Terrence White, 35, Oxon Hill, Maryland, has been sentenced to 42 months in prison, followed by three years of supervised release for mail fraud arising from the fraudulent purchase of 25 properties in Maryland, the District of Columbia and Virginia using false mortgage and settlement documents. U.S. District Judge J. Frederick Motz also entered a restitution order against White in the amount of $4,196,967.
According to his plea agreement, White, Timothy Reed, Osman Al-Bari and others paid over 15 straw purchasers $10,000 per property to purchase houses for White and others. White created false mortgage and settlement documents, many of which misrepresented the straw purchasers’ income and assets. White, Reed and Al-Bari also created false invoices to claim that their company, Brotherly Investment Group, performed “renovations” on some of the properties. Using these false invoices, White and his co-conspirators were “repaid” at closing for the purported renovations.
This scheme involved fraudulent loans worth over $19,021,366. Over 10 individuals and banks were harmed. The loss amount foreseeable to White is between $2.5 and $7 million. Many of the purchased properties have been foreclosed upon.
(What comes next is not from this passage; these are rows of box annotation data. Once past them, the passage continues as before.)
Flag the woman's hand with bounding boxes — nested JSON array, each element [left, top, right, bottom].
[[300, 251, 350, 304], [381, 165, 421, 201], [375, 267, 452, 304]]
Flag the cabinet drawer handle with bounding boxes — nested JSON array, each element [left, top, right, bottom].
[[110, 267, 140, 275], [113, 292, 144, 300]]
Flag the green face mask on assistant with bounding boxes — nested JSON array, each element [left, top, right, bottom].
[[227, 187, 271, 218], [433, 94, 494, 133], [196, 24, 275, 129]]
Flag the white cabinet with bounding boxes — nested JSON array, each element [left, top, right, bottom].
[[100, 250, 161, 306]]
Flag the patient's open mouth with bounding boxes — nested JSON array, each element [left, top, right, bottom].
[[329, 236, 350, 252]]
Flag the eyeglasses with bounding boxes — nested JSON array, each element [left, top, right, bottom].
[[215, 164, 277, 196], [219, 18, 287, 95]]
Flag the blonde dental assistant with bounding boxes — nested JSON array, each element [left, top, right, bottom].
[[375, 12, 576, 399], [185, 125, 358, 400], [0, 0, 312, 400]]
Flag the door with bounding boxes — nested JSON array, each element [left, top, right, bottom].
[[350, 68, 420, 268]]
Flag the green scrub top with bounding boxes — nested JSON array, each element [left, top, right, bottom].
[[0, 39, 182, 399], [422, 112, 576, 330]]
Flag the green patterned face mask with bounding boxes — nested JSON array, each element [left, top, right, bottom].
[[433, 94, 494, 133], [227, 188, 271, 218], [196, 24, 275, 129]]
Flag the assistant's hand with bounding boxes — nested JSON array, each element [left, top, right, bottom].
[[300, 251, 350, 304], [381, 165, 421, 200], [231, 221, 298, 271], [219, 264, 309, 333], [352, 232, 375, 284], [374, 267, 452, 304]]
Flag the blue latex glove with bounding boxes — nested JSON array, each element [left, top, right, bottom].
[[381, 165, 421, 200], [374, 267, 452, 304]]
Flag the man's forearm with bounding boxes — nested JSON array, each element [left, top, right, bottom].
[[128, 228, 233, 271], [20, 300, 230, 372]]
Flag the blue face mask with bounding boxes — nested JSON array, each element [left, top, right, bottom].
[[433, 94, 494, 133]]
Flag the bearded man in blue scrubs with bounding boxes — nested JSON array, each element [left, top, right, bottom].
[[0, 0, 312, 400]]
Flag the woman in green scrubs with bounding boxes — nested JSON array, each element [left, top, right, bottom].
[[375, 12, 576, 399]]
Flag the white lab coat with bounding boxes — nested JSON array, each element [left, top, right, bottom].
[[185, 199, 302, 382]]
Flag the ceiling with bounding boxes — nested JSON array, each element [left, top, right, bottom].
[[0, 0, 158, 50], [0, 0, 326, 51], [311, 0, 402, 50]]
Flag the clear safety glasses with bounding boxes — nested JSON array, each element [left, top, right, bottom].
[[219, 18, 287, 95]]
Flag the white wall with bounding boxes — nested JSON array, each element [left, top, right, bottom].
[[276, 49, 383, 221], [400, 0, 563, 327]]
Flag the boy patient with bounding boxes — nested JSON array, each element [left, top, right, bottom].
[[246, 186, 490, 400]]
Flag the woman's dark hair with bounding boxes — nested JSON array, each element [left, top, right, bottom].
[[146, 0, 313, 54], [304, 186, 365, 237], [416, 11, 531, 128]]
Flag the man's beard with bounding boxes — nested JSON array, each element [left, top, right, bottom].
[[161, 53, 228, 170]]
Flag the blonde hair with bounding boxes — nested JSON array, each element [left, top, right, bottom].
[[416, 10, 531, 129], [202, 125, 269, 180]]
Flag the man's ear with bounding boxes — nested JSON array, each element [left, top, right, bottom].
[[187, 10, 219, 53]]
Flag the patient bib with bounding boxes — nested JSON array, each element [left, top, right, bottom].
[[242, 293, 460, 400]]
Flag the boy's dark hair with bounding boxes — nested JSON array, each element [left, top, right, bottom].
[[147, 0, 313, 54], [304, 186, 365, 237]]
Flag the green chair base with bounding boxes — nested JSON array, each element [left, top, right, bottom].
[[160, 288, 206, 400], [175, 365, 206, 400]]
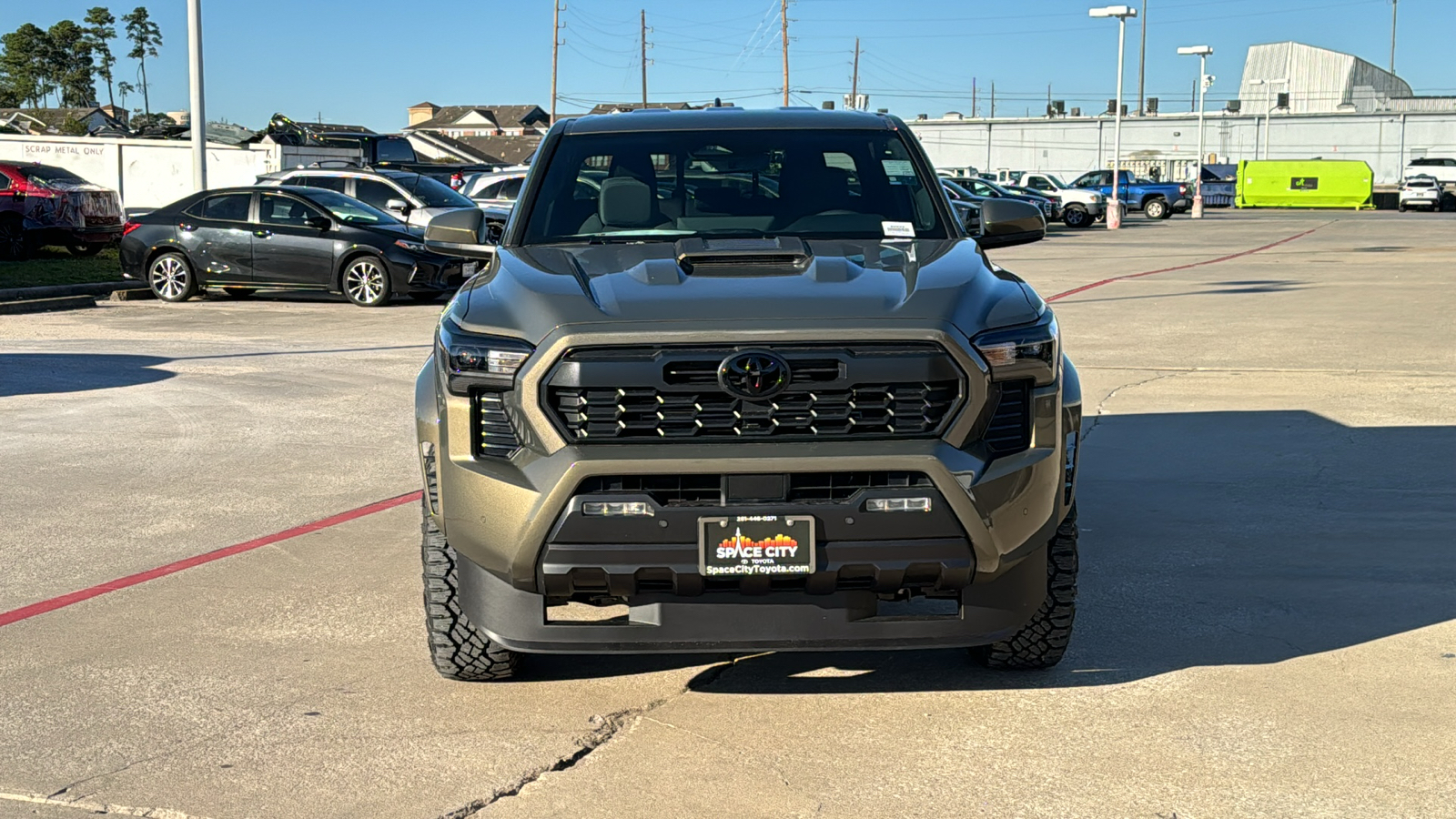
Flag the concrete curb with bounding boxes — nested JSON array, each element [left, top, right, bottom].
[[0, 296, 96, 315], [0, 279, 151, 301]]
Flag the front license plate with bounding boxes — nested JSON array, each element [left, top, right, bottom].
[[697, 514, 814, 577]]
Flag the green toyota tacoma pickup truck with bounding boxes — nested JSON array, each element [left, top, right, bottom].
[[415, 108, 1080, 681]]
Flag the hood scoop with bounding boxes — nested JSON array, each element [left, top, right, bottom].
[[675, 236, 811, 276]]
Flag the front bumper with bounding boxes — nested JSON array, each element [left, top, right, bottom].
[[417, 325, 1080, 652]]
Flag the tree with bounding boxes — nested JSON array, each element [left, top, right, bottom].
[[0, 24, 54, 108], [46, 20, 96, 108], [121, 5, 162, 114], [85, 5, 116, 105]]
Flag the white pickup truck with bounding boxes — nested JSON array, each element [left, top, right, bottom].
[[1400, 156, 1456, 188], [1015, 170, 1107, 228]]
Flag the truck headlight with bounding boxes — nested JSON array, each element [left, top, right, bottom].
[[971, 310, 1061, 386], [435, 319, 534, 395]]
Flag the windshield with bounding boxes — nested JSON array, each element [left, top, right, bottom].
[[526, 130, 948, 245], [395, 174, 475, 207], [308, 188, 400, 226], [16, 165, 87, 188]]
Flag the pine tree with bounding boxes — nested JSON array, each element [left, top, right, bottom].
[[121, 5, 162, 118]]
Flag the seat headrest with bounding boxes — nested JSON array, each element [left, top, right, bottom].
[[597, 177, 655, 228]]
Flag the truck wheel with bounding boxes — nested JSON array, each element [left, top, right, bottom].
[[147, 254, 197, 301], [1061, 204, 1094, 228], [971, 504, 1077, 669], [420, 501, 520, 682], [0, 214, 31, 262], [344, 257, 393, 308]]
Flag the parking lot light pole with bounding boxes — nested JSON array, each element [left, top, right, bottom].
[[187, 0, 207, 191], [1087, 5, 1138, 230], [1178, 46, 1213, 218]]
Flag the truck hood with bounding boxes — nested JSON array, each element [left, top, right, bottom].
[[447, 239, 1044, 344]]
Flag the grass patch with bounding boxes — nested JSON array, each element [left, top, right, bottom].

Kara McIntosh, 47, and Sabrina Weinberg, 44, both of Bethesda, Maryland, were sentenced to three years and two years in prison, respectively for mail fraud. Osman Sharrieff Al-Bari, 35, Washington, D.C., was sentenced to 78 months in prison. Jamilah Al-Bari, 37, District Heights, Maryland and Timothy Reed, 44, Beltsville have pleaded guilty to mail fraud in connection with their participation in this scheme and are scheduled to be sentenced in the next two months.
United States Attorney for the District of Maryland Rod J. Rosenstein announced the sentencing.
This prosecution has been brought as part of the Maryland Mortgage Fraud Task Force, a group of more than 15 federal, state and local law enforcement agencies in Maryland. The Task Force was formed to promote the early detection, identification, prevention, and prosecution of various kinds of mortgage fraud schemes. This case, as well as other cases brought by members of the Task Force, demonstrates the commitment of Maryland’s law enforcement agencies to protect consumers from fraud and help to ensure the integrity of the mortgage market and other credit markets.